Data_Sheet_1_Effectiveness and Safety of DOACs vs. VKAs in AF Patients With Cancer: Evidence From Randomized Clinical Trials and Observational Studies.PDF
Background: The use of direct oral anticoagulants (DOACs) is recommended as the preferred treatment drug in patients with nonvalvular atrial fibrillation (AF). However, the effectiveness and safety of DOACs compared with vitamin K antagonists (VKAs) in patients with cancer and AF are still controversial. Therefore, we performed a meta-analysis regarding the effectiveness and safety of DOACs vs. VKAs in AF patients with cancer.

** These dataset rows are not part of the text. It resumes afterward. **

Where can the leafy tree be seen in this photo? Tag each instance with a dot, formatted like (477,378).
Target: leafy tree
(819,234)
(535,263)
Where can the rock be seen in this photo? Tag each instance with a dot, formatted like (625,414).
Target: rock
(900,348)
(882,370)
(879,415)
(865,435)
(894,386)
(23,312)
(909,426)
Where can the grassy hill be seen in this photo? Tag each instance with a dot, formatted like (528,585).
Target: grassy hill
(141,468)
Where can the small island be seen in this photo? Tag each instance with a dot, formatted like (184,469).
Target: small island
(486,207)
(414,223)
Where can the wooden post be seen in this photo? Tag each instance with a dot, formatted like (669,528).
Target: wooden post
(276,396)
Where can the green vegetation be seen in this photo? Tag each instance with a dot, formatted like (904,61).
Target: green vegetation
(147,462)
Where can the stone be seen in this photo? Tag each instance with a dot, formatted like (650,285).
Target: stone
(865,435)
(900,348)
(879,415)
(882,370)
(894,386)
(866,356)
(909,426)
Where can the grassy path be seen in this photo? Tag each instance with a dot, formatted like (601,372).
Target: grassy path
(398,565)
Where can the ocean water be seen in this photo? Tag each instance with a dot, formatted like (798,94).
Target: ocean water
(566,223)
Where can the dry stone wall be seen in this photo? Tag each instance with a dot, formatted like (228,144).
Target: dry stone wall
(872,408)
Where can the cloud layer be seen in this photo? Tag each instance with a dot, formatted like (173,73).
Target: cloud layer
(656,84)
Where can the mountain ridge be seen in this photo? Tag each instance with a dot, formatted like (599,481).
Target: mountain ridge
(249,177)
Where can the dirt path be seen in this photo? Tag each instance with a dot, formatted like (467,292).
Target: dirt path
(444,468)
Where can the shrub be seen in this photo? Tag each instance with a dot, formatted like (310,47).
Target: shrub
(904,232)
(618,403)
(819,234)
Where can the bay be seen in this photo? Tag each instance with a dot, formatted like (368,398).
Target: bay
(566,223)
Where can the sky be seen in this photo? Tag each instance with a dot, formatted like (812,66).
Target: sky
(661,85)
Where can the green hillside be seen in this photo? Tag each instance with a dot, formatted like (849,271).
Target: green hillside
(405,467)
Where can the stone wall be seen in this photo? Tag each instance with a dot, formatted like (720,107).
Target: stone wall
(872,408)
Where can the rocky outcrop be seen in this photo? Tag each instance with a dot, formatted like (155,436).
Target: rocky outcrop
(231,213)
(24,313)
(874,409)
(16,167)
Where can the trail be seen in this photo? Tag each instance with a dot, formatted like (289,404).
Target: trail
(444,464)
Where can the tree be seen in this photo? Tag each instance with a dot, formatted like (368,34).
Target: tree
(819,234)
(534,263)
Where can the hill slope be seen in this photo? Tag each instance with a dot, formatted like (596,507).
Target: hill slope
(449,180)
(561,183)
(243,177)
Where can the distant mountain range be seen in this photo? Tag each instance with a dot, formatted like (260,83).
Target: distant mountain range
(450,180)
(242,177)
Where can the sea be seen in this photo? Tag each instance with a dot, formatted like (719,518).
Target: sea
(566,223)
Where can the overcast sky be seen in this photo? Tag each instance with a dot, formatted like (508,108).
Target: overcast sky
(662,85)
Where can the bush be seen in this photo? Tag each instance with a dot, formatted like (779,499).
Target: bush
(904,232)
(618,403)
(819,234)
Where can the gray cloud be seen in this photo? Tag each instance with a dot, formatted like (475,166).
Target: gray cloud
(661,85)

Methods: A search of the Pubmed and EMBASE databases until August 2021 was performed. Adjusted risk ratios (RRs) and 95% confidence intervals (CIs) were pooled using a random-effects model with an inverse variance method.

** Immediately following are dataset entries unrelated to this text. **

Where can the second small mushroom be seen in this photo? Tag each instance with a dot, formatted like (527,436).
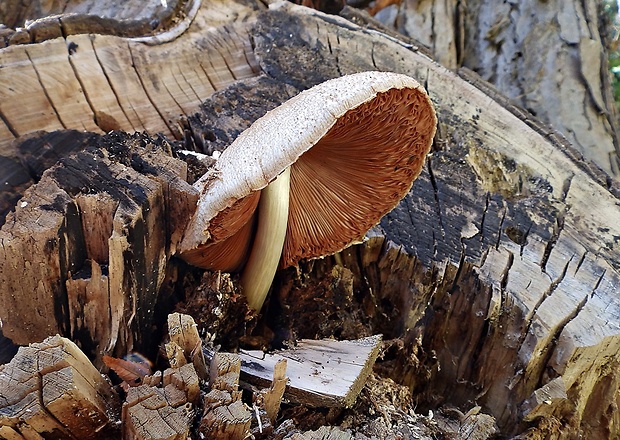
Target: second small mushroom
(311,177)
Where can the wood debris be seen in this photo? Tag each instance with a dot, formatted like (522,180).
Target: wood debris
(162,407)
(184,335)
(51,389)
(323,373)
(225,416)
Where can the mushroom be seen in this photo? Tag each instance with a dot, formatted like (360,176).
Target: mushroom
(310,178)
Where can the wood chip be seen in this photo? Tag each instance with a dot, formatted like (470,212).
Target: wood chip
(321,373)
(51,387)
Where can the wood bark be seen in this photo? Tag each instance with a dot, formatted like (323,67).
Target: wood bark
(548,57)
(502,261)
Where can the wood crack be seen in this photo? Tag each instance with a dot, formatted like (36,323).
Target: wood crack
(45,92)
(146,92)
(82,86)
(112,88)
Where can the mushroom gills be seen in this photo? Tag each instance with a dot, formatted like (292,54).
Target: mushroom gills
(266,251)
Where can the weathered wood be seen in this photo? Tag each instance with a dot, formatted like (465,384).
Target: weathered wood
(225,416)
(545,69)
(321,373)
(323,433)
(183,332)
(272,396)
(154,413)
(52,389)
(90,244)
(502,261)
(104,82)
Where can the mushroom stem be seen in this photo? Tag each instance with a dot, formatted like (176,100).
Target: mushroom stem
(264,258)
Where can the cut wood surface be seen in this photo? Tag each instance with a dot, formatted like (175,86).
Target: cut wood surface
(503,260)
(100,82)
(51,390)
(321,373)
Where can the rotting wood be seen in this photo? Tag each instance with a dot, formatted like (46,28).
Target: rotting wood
(505,247)
(162,407)
(321,373)
(492,227)
(52,389)
(323,433)
(90,244)
(225,416)
(157,413)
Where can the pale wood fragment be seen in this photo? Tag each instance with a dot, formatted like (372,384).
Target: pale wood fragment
(323,433)
(51,388)
(272,397)
(321,373)
(183,332)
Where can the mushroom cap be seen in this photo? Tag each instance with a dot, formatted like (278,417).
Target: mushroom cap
(355,144)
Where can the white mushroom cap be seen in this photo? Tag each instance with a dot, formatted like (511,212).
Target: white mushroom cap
(355,145)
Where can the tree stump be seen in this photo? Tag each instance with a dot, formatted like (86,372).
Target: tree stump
(500,267)
(89,245)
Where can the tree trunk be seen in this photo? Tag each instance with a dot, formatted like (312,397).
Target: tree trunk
(502,261)
(548,57)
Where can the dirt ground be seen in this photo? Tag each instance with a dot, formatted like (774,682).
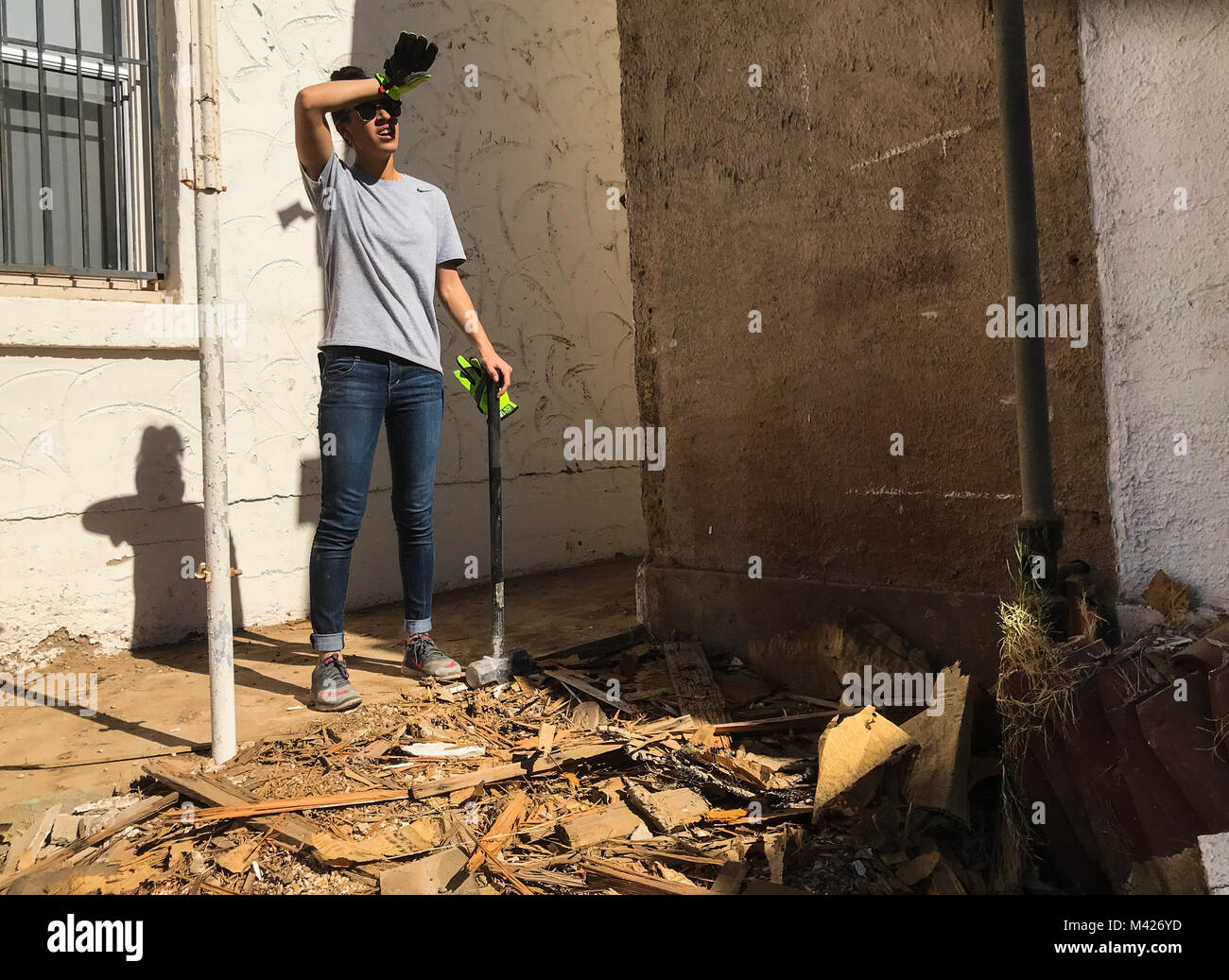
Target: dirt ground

Results: Thirteen studies were deemed to meet the criteria. For the effectiveness outcomes, the use of DOACs compared with VKAs use was significantly associated with decreased risks of stroke or systemic embolism (RR = 0.66, 95% CI: 0.54–0.80) and venous thromboembolism (RR = 0.40, 95% CI: 0.26–0.61), but not ischemic stroke (RR = 0.79, 95% CI: 0.56–1.11), myocardial infarction (RR = 0.78, 95% CI: 0.56–1.11), cardiovascular death (RR = 0.76, 95% CI: 0.53–1.09), and all-cause death (RR = 0.82, 95% CI: 0.43–1.56). For the safety outcomes, compared with VKAs use, the use of DOACs was associated with reduced risks of intracranial bleeding (RR = 0.60, 95% CI: 0.50–0.71) and gastrointestinal bleeding (RR = 0.87, 95% CI: 0.80–0.95). There were no significant differences in major bleeding (RR = 0.87, 95% CI: 0.74–1.04), major or nonmajor clinically relevant bleeding (RR = 0.87, 95% CI: 0.74–1.01), and any bleeding (RR = 0.88, 95% CI: 0.76–1.03).

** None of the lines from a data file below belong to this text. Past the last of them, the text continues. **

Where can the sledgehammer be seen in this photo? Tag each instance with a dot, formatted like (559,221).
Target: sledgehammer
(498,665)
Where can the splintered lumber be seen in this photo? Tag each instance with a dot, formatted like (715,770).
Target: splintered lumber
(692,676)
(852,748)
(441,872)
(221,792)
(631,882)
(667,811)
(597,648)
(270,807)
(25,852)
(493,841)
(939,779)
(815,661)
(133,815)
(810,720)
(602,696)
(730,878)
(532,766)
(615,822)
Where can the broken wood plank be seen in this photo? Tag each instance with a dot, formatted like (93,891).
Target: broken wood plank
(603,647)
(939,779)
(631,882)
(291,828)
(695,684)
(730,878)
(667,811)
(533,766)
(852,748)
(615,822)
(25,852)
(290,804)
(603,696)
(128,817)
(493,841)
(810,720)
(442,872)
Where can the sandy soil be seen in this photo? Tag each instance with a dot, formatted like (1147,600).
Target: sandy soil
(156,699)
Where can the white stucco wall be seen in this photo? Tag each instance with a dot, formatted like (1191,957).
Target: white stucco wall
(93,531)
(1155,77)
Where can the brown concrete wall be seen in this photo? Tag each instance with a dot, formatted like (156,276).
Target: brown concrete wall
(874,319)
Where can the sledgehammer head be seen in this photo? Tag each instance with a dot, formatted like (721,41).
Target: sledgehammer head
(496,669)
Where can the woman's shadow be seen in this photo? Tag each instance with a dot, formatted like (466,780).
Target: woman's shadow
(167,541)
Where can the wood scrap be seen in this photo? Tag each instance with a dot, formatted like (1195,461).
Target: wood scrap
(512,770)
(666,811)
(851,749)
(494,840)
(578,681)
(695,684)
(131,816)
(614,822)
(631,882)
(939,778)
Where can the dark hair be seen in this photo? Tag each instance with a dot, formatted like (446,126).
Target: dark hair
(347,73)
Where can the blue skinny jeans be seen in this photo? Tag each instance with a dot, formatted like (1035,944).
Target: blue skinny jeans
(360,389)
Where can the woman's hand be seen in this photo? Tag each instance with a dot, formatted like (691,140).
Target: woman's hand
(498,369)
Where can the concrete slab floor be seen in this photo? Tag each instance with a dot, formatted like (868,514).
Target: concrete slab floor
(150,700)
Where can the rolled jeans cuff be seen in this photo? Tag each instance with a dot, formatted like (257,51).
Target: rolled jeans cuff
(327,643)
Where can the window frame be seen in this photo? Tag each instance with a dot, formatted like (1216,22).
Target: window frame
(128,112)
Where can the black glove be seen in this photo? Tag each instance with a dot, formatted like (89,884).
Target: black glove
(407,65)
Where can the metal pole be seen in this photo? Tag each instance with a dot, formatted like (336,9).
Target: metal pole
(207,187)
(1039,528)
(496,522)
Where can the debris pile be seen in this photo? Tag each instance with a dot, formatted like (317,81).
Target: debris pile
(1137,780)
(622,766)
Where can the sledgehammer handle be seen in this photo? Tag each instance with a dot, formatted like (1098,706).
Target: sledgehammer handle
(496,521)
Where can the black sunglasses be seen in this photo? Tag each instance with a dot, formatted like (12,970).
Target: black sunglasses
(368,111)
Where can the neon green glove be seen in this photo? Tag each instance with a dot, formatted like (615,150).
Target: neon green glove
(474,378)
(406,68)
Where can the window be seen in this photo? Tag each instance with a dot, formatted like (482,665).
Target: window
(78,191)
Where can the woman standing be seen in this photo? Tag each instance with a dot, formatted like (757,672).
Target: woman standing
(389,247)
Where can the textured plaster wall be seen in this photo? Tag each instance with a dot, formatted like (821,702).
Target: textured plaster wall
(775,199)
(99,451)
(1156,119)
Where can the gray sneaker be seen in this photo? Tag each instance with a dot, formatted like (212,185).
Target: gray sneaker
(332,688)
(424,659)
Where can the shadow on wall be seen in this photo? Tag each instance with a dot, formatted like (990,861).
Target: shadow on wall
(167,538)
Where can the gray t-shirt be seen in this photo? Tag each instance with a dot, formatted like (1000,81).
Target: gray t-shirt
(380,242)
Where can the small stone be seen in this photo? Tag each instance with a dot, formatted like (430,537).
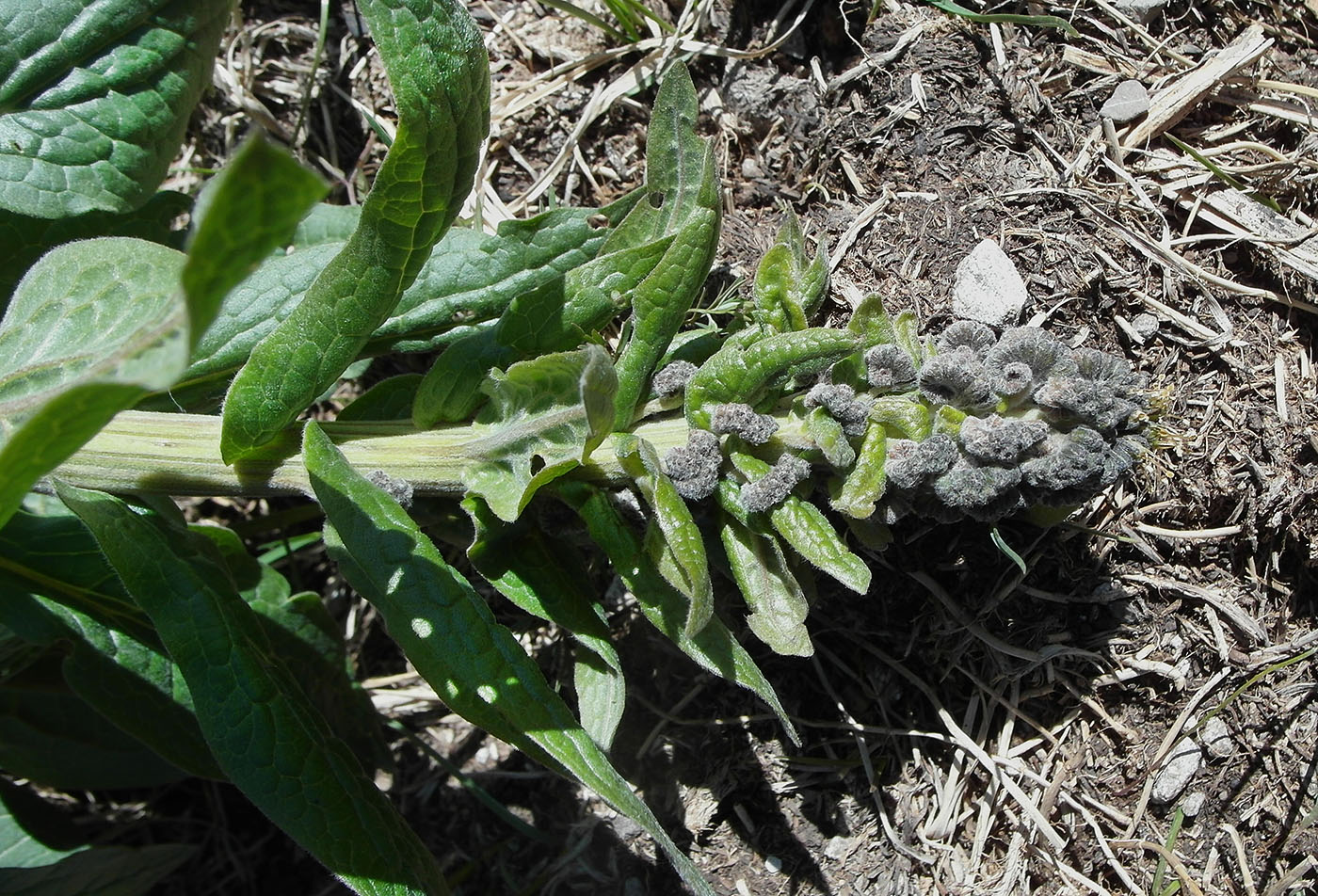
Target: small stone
(988,287)
(1181,764)
(1129,102)
(1144,325)
(1142,10)
(1215,738)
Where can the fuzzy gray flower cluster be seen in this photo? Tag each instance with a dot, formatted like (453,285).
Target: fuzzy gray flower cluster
(1040,424)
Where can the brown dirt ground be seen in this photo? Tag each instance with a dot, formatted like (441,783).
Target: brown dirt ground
(968,728)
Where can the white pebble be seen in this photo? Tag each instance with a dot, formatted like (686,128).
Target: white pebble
(988,287)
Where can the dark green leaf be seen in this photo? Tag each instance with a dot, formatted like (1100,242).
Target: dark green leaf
(451,636)
(439,72)
(91,328)
(254,714)
(95,96)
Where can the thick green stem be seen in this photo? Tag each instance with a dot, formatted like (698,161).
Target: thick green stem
(142,452)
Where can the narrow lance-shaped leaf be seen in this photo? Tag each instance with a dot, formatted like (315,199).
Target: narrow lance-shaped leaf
(714,648)
(439,72)
(91,328)
(451,636)
(547,577)
(95,96)
(253,712)
(544,417)
(778,605)
(681,536)
(741,369)
(808,531)
(250,207)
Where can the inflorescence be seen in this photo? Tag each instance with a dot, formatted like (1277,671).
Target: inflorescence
(1011,424)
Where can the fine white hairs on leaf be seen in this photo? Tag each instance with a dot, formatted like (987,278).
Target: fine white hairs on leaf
(694,468)
(775,485)
(843,405)
(742,421)
(672,378)
(399,490)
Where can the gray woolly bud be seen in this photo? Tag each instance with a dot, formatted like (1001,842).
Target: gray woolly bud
(1091,401)
(908,463)
(956,378)
(742,421)
(1038,351)
(694,468)
(1069,460)
(979,490)
(841,404)
(972,333)
(889,368)
(1001,440)
(672,378)
(399,490)
(775,485)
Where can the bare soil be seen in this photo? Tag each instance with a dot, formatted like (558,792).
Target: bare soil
(969,728)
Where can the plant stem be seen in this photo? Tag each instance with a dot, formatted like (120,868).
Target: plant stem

Conclusion: Compared with VKAs, DOACs appeared to have significant reductions in stroke or systemic embolism, venous thromboembolism, intracranial bleeding, and gastrointestinal bleeding, but comparable risks of ischemic stroke, myocardial infarction, cardiovascular death, all-cause death, major bleeding, major or nonmajor clinically relevant bleeding, and any bleeding in patients with AF and cancer.